The wider Redis ecosystem has also seen some changes in recent years. In May 2025, Redis returned to open source licensing under AGPLv3 after a year of controversy following its move to the more restrictive SSPLv1 license in March 2024. That shift had prompted the creation of the Valkey fork. Redis 8.0, released alongside the licensing change, includes performance improvements the project describes as up to 87% faster commands and up to 2x higher throughput.
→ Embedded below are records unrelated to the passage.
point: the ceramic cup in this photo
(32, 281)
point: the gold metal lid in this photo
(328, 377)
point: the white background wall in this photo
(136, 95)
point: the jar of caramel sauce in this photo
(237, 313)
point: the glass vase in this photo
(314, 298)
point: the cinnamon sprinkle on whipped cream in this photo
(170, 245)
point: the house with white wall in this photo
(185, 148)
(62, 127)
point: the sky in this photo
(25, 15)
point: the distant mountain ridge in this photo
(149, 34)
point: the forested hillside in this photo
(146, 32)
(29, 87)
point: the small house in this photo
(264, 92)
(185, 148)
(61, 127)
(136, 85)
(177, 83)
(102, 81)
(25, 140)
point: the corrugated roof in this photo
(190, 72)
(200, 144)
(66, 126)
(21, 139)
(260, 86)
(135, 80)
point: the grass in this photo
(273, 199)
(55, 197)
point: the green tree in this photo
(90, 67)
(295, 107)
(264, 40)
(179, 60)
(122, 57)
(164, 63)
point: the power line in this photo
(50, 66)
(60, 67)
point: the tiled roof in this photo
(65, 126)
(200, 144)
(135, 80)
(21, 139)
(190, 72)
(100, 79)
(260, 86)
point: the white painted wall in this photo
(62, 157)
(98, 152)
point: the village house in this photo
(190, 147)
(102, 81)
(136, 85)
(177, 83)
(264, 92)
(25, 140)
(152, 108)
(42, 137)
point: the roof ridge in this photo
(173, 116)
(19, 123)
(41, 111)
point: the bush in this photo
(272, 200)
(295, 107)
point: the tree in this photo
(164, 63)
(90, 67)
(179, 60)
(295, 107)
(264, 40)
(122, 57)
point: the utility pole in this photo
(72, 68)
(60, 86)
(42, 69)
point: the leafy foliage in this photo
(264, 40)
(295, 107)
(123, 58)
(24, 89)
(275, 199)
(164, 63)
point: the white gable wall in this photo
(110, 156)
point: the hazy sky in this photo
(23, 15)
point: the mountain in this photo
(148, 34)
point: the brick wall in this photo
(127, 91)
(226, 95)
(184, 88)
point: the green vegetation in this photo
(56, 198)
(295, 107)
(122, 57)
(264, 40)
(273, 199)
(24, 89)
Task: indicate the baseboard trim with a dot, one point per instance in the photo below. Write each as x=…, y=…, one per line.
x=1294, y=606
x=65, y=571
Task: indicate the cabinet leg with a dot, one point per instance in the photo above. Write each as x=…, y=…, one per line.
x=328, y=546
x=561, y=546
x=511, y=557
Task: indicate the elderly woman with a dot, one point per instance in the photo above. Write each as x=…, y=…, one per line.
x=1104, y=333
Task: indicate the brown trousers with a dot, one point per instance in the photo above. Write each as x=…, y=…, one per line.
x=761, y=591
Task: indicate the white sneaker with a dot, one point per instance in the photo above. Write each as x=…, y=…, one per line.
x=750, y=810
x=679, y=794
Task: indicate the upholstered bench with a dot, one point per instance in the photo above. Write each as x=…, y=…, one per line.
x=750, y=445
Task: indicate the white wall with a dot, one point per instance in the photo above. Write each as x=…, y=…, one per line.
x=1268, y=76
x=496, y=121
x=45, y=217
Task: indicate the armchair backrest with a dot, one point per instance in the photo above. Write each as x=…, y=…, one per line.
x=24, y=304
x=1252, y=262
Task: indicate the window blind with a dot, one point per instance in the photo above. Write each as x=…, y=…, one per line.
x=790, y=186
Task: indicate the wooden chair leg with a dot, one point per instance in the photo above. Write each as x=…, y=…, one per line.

Figma's decision to build an abstraction layer that can swap out the backend storage system looks prudent in that context: Lin notes that FigCache is designed to support alternative backends including AWS MemoryDB and Figma's own Postgres stack behind the same RESP-based interface.
The question of whether to build or buy this kind of infrastructure is one many engineering teams face. Sneha Wasankar, writing on dev.to about Redis caching strategies in production, notes that the choice of cache-aside, write-through, or write-behind patterns often matters less than the reliability of the infrastructure sitting beneath them. Figma's post is largely an argument that, at sufficient scale, the infrastructure itself becomes the product.
FigCache eliminated the thundering herd connection failures that had contributed to multiple high-severity incidents. Shard failovers, cluster scaling, hardware rotations and OS upgrades are now zero-downtime background operations. The team runs failovers frequently across the entire Redis footprint as a standing exercise of the system's resilience. Observability across the entire caching stack is now unified, with metrics, logs and traces giving engineers a consistent view of latency, throughput, payload sizes and command cardinality across all workloads. The time to diagnose incidents, Lin writes, has dropped from hours or days to minutes.
FigCache's Starlark-based configuration system and composable engine tree are the parts of the design most likely to attract interest from engineers facing similar problems. Building a proxy that is transparent to existing clients while being extensible enough to absorb years of future requirements is a hard constraint to satisfy. Whether the approach generalises beyond Figma's specific combination of languages, deployment patterns and operational history is a question the post leaves open.